Zild Voice is a real-time AI voice automation system built on the Zild Platform. It enables:
  • Inbound AI call handling
  • Outbound AI calls (if configured)
  • Dynamic conversation routing
  • Backend integration during calls
  • Human escalation

Architecture

Zild Voice follows this execution model: Call → Telephony Provider → App → Agent → Workflow → Audio Response

1. Telephony Layer

Calls arrive through:
  • SIP trunk
  • Twilio Voice
The telephony provider sends webhook events to Zild.

2. Speech Processing

During a live call:
  1. Caller speech is converted to text (STT)
  2. Text is processed by the Agent
  3. Agent generates response
  4. Response is converted to speech (TTS)
  5. Audio is streamed back to caller
This loop continues in real time.

3. Agent Layer

Voice agents use the same AI engine as Zild Assist.
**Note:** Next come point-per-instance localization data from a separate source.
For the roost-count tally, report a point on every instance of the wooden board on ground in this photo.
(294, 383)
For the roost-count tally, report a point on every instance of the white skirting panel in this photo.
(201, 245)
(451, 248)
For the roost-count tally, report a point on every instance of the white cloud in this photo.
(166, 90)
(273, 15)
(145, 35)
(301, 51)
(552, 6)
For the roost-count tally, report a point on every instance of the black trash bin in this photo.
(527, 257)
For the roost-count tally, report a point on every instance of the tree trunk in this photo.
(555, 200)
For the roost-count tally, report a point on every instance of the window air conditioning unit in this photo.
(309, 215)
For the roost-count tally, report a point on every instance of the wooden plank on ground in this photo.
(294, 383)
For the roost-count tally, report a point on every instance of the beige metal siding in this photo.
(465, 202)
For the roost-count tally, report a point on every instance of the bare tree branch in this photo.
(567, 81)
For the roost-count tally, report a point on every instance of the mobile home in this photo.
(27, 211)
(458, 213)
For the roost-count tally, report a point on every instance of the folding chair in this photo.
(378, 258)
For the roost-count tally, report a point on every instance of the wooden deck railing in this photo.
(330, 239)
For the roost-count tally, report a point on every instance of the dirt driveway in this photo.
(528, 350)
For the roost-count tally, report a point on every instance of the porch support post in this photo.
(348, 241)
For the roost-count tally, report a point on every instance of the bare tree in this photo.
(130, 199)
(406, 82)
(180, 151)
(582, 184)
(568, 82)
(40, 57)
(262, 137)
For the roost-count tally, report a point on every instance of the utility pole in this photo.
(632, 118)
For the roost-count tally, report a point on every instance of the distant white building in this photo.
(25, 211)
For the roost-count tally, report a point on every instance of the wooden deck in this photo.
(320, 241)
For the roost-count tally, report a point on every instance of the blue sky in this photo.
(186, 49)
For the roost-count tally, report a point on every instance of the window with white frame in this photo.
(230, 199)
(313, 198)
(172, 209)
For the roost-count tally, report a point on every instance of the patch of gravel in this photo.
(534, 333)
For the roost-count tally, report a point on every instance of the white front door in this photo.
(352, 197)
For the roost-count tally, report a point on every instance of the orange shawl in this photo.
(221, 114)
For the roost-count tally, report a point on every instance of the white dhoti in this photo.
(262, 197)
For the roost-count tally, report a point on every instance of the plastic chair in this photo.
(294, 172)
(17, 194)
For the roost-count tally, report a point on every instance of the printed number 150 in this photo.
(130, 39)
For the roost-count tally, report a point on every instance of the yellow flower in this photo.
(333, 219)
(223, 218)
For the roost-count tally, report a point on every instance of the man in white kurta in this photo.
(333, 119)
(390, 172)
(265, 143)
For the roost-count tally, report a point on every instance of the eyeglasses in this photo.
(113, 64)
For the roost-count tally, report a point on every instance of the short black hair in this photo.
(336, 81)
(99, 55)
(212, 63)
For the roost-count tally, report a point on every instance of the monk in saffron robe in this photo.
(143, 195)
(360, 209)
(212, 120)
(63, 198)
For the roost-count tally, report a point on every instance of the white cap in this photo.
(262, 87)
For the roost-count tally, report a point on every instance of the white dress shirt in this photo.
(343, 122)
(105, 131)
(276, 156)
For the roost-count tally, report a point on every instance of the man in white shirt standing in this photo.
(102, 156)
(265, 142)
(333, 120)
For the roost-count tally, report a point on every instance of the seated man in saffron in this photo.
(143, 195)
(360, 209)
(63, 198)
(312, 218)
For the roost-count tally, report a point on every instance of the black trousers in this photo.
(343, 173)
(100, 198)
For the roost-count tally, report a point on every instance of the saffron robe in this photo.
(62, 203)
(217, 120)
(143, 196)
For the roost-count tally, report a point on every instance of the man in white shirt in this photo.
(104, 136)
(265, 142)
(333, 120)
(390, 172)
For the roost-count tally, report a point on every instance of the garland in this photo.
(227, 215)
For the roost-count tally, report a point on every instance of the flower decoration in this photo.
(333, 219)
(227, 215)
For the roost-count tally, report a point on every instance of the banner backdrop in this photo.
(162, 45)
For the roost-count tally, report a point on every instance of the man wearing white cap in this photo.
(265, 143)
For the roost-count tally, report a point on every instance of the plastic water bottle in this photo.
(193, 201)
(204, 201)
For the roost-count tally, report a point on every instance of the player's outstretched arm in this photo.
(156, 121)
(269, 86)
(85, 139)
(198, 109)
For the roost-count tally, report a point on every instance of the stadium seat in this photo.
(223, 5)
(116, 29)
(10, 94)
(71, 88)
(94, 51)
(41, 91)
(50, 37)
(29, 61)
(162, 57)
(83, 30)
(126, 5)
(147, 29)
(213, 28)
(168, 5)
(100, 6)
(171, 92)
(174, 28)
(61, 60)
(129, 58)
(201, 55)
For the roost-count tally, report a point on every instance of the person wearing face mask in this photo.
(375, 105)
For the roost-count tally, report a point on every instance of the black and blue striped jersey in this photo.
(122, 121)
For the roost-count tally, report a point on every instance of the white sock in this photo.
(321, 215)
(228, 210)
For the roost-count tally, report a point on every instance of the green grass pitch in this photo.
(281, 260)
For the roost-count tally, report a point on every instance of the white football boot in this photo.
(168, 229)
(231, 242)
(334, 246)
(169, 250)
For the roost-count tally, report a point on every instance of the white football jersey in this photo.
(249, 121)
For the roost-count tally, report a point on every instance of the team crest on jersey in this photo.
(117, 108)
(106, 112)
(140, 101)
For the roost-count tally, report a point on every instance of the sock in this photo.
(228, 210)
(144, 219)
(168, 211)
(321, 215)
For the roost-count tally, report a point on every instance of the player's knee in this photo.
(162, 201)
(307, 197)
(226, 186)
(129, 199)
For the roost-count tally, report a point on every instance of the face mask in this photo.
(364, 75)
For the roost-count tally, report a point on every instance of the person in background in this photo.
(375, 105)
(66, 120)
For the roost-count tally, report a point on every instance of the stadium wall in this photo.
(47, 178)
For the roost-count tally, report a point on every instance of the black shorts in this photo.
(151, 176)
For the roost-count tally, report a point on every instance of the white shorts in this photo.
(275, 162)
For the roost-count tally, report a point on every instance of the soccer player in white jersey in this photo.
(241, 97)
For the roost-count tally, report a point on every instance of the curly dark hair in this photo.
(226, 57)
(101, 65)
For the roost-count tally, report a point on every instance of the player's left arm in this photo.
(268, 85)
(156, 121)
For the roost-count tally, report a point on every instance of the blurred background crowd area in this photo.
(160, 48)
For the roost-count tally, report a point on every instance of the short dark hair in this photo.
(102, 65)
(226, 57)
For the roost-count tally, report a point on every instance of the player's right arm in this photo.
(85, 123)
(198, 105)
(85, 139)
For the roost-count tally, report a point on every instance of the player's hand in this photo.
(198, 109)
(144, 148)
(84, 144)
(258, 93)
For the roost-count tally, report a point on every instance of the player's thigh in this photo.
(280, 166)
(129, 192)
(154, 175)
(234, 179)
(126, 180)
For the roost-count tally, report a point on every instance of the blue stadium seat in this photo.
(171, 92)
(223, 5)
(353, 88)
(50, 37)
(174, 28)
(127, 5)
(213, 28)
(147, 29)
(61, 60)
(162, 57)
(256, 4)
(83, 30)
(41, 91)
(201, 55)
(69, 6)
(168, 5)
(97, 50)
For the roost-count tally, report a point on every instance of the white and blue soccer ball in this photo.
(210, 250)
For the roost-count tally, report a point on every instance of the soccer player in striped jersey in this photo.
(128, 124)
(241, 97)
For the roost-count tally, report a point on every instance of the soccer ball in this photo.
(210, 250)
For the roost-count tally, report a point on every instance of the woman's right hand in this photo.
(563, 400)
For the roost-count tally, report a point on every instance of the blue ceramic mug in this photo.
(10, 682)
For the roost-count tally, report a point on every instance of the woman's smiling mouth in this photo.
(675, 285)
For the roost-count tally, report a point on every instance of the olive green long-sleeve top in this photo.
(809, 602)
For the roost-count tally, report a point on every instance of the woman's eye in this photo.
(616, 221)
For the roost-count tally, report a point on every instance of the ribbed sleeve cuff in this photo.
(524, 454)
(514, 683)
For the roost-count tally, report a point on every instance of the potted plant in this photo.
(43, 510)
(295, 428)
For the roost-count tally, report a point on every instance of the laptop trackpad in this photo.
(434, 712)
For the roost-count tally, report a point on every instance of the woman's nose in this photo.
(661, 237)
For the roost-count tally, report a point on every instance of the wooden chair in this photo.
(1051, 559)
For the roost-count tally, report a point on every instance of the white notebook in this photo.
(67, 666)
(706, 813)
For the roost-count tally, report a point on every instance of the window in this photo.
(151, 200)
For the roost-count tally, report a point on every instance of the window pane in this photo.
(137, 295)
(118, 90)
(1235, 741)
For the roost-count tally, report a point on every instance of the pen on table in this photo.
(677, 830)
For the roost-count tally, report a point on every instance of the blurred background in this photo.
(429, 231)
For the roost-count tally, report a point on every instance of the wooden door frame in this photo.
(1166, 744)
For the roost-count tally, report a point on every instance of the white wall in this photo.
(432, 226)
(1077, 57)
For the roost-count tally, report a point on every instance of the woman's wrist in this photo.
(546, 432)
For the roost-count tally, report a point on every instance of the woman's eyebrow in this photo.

They can:
  • Maintain memory
  • Execute tools
  • Query databases
  • Trigger workflows
  • Transfer calls
Voice-specific instructions improve clarity and brevity.

Enterprise Capabilities

Zild Voice supports:
  • Tenant isolation
  • Role-based access
  • Escalation routing
  • Call logging
  • Transcript storage
  • Integration auditing
Voice interactions follow the same security boundaries as messaging channels.